If you have read a lot of my posts, you have definitely come across me referencing the sales methodology MEDDIC. I follow this method religiously and it's a vital tool I lean on to help me run deals as effective and efficient as possible. For those familiar with MEDDIC, you know that the "C" stands for Champion and we all know that if you don't have a champion - you don't have a deal.

  • Champion: This is the person inside the customer's organization who will "sell" for you when you are not there. They are your biggest advocate and have strong influence in the deal and often can make decisions.

Because of this, I emphasize a lot of time and effort into developing a champion or even better, champions in any given deal. It really stems down to a three step process when it comes to champion building:

  1. Identify - First, it's important to identify who has the potential, willingness, and criteria to be your champion. They must be someone who has power and influence in the deal so more often than not, they have a management title. Typically a Champion has a strong personality and they are well-known in the organization and have a track record for getting deals done. Lastly, they have to be someone that has some sort of personal gain in the deal such as a job promotion, monetary bonus, strong recognition, or are avoiding job loss.

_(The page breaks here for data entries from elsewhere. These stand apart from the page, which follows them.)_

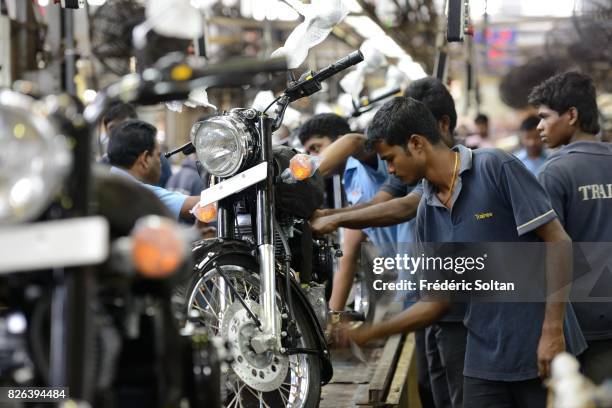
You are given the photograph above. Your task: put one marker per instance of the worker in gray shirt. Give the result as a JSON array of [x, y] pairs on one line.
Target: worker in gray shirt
[[578, 179]]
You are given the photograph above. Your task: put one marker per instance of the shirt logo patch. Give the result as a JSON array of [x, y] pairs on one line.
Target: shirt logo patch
[[595, 191]]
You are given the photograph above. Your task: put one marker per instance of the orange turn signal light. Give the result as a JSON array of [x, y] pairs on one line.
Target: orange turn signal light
[[158, 248], [207, 213], [301, 166]]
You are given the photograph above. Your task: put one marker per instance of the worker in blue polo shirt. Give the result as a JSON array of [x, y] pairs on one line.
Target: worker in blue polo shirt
[[133, 152], [442, 345], [532, 154], [509, 345], [577, 178]]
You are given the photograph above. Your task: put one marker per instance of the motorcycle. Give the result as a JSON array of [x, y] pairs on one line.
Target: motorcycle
[[90, 262], [247, 286]]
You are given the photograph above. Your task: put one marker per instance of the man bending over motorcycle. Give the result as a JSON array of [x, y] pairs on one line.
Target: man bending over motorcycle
[[134, 152]]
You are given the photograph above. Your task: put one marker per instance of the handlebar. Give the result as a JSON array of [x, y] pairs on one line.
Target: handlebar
[[367, 102], [186, 149], [353, 58], [176, 80], [310, 82]]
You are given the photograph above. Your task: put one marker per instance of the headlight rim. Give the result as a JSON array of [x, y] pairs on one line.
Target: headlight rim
[[32, 111], [247, 140]]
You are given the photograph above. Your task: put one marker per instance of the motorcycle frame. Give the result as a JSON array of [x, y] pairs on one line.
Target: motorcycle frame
[[269, 338]]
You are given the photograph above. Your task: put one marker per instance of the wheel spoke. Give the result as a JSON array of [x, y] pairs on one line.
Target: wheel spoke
[[283, 398]]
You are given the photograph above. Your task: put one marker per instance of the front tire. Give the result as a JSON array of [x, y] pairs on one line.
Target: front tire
[[301, 387]]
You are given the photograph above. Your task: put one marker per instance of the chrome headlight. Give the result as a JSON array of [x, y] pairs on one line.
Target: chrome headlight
[[223, 144], [34, 158]]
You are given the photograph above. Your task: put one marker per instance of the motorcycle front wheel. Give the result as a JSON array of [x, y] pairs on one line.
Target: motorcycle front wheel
[[269, 379]]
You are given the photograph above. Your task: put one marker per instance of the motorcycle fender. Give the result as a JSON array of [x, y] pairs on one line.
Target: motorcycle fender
[[207, 251]]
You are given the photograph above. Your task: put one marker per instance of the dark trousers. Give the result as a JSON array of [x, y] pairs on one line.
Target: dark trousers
[[446, 355], [479, 393], [596, 361], [423, 380]]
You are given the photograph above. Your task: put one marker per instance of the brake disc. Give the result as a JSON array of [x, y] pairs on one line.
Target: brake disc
[[264, 372]]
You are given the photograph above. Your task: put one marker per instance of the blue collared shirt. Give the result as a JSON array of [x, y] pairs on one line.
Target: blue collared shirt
[[173, 200], [578, 179], [502, 337], [533, 165]]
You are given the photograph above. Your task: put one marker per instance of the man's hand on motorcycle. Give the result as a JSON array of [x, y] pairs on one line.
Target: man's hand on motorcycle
[[206, 231], [323, 224], [342, 334]]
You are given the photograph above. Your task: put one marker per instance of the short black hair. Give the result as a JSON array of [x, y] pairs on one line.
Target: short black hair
[[322, 125], [570, 89], [129, 140], [400, 118], [481, 118], [436, 97], [119, 111], [530, 123]]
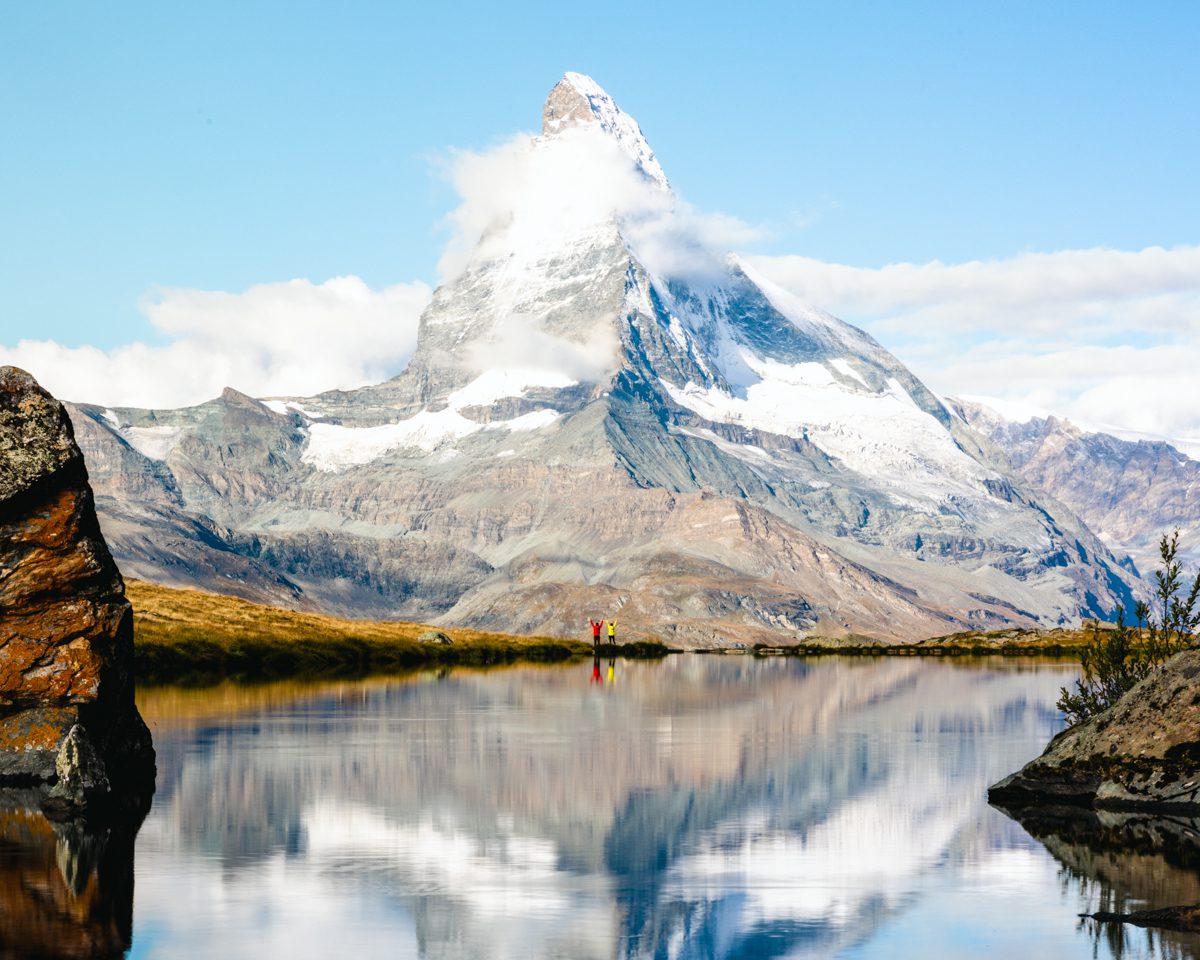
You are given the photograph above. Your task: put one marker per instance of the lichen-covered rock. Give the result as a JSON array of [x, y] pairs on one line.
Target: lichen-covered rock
[[1141, 753], [66, 630], [81, 772]]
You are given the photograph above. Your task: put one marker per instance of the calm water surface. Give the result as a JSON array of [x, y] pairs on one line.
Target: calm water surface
[[703, 807]]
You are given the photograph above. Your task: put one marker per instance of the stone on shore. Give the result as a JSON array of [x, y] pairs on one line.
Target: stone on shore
[[1143, 753], [66, 630]]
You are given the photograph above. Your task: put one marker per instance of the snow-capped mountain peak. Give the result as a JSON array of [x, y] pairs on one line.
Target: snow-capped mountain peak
[[577, 100]]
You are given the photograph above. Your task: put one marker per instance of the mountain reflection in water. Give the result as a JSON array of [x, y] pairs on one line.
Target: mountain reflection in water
[[703, 807]]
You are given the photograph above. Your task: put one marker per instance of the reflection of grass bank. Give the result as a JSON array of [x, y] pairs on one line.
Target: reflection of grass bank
[[1060, 641], [187, 635]]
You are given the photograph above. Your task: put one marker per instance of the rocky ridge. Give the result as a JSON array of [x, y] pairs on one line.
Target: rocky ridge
[[1143, 753], [66, 631], [1129, 492]]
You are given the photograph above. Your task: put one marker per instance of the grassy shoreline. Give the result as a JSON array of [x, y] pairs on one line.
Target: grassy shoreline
[[190, 636], [187, 636], [1056, 642]]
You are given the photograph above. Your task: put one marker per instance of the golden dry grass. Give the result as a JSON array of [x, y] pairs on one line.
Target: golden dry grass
[[187, 634]]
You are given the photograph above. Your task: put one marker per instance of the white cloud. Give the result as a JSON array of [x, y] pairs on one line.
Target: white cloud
[[531, 195], [1109, 339], [291, 339]]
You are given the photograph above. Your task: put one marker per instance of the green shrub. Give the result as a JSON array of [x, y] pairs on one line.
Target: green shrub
[[1116, 660]]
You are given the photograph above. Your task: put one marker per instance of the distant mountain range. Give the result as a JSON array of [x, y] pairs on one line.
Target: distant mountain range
[[1129, 492], [589, 427]]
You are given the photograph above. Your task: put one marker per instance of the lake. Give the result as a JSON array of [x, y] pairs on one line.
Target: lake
[[702, 807]]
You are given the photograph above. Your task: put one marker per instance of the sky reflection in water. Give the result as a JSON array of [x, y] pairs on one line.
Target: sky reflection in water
[[705, 807]]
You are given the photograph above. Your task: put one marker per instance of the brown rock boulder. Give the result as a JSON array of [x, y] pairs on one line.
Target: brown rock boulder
[[66, 630]]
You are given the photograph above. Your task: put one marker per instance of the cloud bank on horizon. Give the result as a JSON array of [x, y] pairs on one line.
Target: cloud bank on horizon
[[1105, 337], [1108, 339], [289, 339]]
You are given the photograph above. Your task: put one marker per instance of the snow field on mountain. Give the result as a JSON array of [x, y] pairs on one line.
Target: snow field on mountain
[[333, 447], [881, 436]]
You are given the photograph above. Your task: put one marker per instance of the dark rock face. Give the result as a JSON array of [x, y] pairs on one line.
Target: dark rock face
[[1144, 753], [66, 630]]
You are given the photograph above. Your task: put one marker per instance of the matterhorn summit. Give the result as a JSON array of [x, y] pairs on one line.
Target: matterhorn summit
[[604, 413], [577, 100]]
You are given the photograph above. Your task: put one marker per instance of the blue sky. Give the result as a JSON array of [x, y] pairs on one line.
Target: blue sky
[[228, 144], [221, 145]]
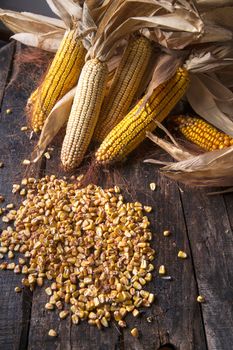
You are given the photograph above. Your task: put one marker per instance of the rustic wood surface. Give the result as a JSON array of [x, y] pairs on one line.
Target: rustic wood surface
[[200, 224]]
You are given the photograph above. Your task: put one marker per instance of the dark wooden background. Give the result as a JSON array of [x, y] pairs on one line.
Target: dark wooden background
[[200, 224]]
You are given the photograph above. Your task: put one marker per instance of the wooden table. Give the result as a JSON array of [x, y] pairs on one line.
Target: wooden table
[[200, 224]]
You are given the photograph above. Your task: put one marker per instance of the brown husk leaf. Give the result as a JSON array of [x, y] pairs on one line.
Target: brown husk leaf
[[125, 17], [206, 170]]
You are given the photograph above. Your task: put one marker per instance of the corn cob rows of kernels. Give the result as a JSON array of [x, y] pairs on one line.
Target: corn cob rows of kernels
[[84, 113], [202, 133], [125, 84], [62, 75], [91, 245], [131, 131]]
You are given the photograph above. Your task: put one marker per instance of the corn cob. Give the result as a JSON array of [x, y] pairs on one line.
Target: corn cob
[[131, 131], [62, 75], [84, 112], [124, 86], [201, 133]]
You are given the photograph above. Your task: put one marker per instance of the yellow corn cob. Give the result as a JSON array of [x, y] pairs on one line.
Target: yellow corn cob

  2. Develop - Next, it's time to start building rapport with your identified champion. The key first step to this is to listen empathetically. This will help you understand their pains, goals, personal gains, success criteria, desired outcomes, etc. as it relates to the project. Make everything about them in all of your interactions. You will start to create trust and rapport that will allow you to further develop a relationship and start making them a believer in what you are selling. You will know when your Champion is becoming real when you start seeing them sell for you and are influencing others to get on board.